Adverse outcome pathway-based approach to reveal the mechanisms of skin sensitization and long-term aging effects of chlorothalonil.

J Hazard Mater

Department of Environmental and Occupational Health, College of Medicine, National Cheng Kung University, 138 Sheng-Li Road, Tainan 70428, Taiwan, ROC; Department of Medical Research, China Medical University Hospital, China Medical University, Taichung, Taiwan, ROC. Electronic address:

Published: September 2024

AI Article Synopsis

  • Chlorothalonil (CHT) is an antifungal agent known to cause allergic contact dermatitis (ACD) and is associated with ongoing skin inflammation and damage.
  • The study examines how CHT sensitizes the skin, activating immune cells like dendritic cells and macrophages, leading to severe inflammation and skin issues such as wrinkles and reduced collagen.
  • Repeated CHT exposure results in inhibited cell growth, cellular aging, and dysfunctional autophagy, highlighting a potential mechanism through which CHT contributes to skin sensitization and deterioration.

Article Abstract

Chlorothalonil (CHT) is a widely used antifungal agent and is reported to be a sensitizer that can cause allergic contact dermatitis (ACD).

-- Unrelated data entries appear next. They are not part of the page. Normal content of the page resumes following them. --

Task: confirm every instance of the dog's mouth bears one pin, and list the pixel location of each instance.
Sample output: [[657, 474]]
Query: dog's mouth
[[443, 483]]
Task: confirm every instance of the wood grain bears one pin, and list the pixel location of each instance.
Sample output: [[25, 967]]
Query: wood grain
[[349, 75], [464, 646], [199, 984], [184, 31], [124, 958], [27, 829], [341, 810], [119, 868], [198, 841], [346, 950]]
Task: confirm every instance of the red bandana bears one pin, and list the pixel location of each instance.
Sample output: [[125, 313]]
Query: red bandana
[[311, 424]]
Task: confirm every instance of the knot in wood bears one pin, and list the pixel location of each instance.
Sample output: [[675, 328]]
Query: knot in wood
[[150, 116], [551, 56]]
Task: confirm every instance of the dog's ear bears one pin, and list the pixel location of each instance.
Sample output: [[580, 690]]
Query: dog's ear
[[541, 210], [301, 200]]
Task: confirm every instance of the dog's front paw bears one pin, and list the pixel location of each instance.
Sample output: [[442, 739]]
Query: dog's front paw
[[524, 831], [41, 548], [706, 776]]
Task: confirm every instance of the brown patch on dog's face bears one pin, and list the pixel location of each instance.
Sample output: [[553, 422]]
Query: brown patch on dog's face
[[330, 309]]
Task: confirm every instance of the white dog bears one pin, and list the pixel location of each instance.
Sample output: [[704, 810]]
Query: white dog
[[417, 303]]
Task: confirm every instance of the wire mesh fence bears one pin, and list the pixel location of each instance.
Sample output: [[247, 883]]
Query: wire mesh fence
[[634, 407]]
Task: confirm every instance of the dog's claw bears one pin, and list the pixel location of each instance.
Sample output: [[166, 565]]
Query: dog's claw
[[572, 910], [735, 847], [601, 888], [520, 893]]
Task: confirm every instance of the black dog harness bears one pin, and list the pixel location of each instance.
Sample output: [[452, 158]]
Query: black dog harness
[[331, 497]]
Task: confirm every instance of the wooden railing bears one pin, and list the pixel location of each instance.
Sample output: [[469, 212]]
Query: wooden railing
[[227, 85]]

ACD initiation is associated with various innate immune cell contributions and is usually accompanied by persistent inflammation, which is a potential contributing factor to skin damage. However, detailed information on the mechanisms by which CHT induces skin sensitization and damage is still insufficient. This study focused on investigating the possible sensitization process and mechanism of CHT and the adverse effects of repeated CHT exposure. CHT activates dendritic cells and promotes the proliferation of lymph cells in the skin sensitization phase, causing severe inflammation. Keratinocytes activate the NLRP3 inflammasome pathway to cause inflammation during CHT treatment, and macrophages also secrete inflammatory cytokines. In addition, CHT-induced inflammation triggered skin wrinkles, decreased epidermal thickness and decreased collagen. Cell experiments also showed that repeated exposure to CHT led to cell proliferation inhibition and senescence, and CHT-induced autophagy dysfunction was not only the reason for inflammation but also for senescence. This study defined the possible process through which CHT is involved in the skin sensitization phase and elucidated the mechanism of CHT-induced inflammation in innate immune responses. We also determined that repeated CHT exposure caused persistent inflammation, ultimately leading to skin aging.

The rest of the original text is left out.